There is also the push for spot ETH ETFs to be approved now that BTC has become an institutionally recognized asset. Although history may not repeat itself here, historical trends suggest that ETH holders may just need to wait a matter of months following the halving to see if it can retake its former all-time high (ATH) of over $4,600.

Bitcoin halving effect on altcoins

As you can tell, BTC halvings always affect altcoins. Though it is not guaranteed that it will be a positive one either in the short or long term, there’s plenty of evidence to suggest that altcoins will respond in one way or another.

Top-performing networks with separate ecosystems of altcoins such as Ethereum, and Solana (SOL) will be one to watch in the months after the halving.

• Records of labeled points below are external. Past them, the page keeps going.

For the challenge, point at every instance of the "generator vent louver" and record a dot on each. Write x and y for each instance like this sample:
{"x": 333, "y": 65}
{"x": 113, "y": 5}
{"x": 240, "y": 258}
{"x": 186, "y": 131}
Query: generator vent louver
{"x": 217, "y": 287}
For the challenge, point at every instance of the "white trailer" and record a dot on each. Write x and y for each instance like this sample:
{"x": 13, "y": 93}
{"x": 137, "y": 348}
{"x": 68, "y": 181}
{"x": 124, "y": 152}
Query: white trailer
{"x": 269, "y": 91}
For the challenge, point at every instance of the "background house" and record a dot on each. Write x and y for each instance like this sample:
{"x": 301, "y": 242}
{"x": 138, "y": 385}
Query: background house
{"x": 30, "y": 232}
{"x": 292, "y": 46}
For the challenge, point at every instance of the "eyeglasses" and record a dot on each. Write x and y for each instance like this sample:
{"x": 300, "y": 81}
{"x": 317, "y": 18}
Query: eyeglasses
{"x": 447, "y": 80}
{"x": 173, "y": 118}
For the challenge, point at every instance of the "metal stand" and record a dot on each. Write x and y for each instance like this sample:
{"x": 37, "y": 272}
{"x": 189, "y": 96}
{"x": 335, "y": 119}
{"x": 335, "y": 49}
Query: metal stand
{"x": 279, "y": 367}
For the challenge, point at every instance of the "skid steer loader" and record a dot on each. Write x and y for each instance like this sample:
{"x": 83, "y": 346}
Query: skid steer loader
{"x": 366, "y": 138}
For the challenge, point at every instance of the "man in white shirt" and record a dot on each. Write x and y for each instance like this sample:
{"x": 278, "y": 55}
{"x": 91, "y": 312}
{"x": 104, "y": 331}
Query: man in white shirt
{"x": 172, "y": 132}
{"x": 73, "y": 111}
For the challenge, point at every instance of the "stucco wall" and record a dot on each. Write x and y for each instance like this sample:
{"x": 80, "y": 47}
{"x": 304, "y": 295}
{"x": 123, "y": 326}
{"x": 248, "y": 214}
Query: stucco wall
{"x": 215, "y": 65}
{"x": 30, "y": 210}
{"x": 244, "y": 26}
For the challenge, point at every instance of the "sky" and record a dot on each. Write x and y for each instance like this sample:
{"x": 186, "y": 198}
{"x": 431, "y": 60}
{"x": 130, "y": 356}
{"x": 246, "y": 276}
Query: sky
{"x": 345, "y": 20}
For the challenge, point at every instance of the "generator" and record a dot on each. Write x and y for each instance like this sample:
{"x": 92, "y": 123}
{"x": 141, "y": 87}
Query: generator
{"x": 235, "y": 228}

Frequently Asked Questions

When is Bitcoin halving?

Bitcoin (BTC) halving events take place every four years. The fourth Bitcoin halving event will take place at the end of April 2024.

 

 

How will Bitcoin halving affect altcoins?

Bitcoin halving typically has a typically positive impact on the overall cryptocurrency market in the months before and after the event. It is predicted that many altcoins will benefit from the 2024 Bitcoin halving.